Natural Language Processing
Spiketrap pushes the limits of what can be done to automate natural language understanding. Our main differentiator comes from augmenting latest NLP techniques with years of data focused on the gaming language. Off-the-shelf tokenizers and taggers heavily depend on local linguistic features, such as capitalization, POS/NER tags of previous words; due to this reason, they are well-known to provide unsatisfactory results when dealing with error-prone, badly-formatted, short texts such as tweets. Our NLP technologies are built in-house to overcome such challenges.
Spiketrap combines a structured database of media and entertainment-related intellectual properties (including companies, franchises, characters, movies, television shows, video games, DLCs, and even more!) with a network of classifiers to identify which pieces of content are talking about which entities, even when those entities are not present in the text. Additionally, vanilla string-matching simply does not work: common language usage is filled with ambiguity, abbreviations, and acronyms: "See", "Anthem", "Dreams", "Control"; companies such as "2K" or "Blizzard"; the "Switch" console; or "WoW" to mean "World of Warcraft", or "PS" for "PlayStation." We have learned that passionate discourse rarely gives a free ride in terms of grammar, capitalization, or in-quoting!
One of the hot topics of the last couple decades, sentiment analysis is still going strong due to recent incremental SOTA (state-of-the-art) improvements thanks to recurrent, convolutional, transformers, or more complex neural networks. Too bad these improvements on the typical IMDb dataset barely make a scratch when applied to the language of the internet! Our sentiment classifiers are trained against our large in-house labeled dataset, and vastly outperform latest classifiers and off-the-shelf sentiment services when applied to the media and entertainment landscape. Apart from the actual classification, another core challenge is the extremely diverse set of data to process: think of a two-emoticon chat message versus a long article with dozens of paragraphs.
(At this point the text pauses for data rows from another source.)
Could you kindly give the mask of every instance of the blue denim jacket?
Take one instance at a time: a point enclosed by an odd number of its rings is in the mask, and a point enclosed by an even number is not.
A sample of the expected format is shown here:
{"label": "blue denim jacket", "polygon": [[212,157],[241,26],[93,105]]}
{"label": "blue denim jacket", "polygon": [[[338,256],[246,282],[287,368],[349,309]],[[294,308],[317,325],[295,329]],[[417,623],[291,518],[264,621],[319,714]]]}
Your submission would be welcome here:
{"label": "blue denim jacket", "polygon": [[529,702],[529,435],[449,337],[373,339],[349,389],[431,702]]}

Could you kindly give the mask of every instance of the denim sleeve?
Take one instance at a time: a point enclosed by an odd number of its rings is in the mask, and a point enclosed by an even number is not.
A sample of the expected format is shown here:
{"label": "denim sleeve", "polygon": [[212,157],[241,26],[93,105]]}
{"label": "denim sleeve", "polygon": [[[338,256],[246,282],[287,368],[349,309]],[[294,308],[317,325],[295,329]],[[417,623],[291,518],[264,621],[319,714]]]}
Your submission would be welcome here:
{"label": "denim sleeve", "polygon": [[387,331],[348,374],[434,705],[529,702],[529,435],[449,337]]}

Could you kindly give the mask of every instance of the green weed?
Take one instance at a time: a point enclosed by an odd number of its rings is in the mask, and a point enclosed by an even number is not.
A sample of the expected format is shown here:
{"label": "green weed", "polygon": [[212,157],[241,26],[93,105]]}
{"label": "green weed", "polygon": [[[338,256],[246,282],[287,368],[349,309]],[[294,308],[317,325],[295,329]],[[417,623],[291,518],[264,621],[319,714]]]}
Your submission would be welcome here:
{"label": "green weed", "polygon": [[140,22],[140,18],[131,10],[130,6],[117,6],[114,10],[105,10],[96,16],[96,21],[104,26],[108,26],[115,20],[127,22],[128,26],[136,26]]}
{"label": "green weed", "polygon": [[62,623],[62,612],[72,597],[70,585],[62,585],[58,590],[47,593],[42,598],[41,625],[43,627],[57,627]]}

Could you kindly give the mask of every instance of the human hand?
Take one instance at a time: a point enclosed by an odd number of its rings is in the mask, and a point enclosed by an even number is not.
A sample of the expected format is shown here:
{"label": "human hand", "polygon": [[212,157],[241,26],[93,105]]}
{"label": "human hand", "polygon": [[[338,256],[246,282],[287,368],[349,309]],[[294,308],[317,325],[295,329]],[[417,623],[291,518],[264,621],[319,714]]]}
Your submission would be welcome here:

Call it topics/conversations/trends, our main area of research, besides sentiment, revolves around organic data segmentation. In order to have actionable insights and be able to focus on what’s important, we invest our energy in ensuring we can automate topic discovery. LDA and other standard probabilistic topic models do not perform well on short texts, and this issue is exacerbated when fronted with a corpus of documents of dissimilar lengths. In addition, parameter estimation of common topic models --usually Gibbs sampling or variational inference-- does not scale well with large datasets.
To make the problem of topic discovery even more challenging, consider that even if you can identify meaningful topics for a specific window of time, you still need to relate them over the course of weeks, months, and years. Our proprietary methodology addresses all these challenges providing you with meaningful and coherent conversation over time.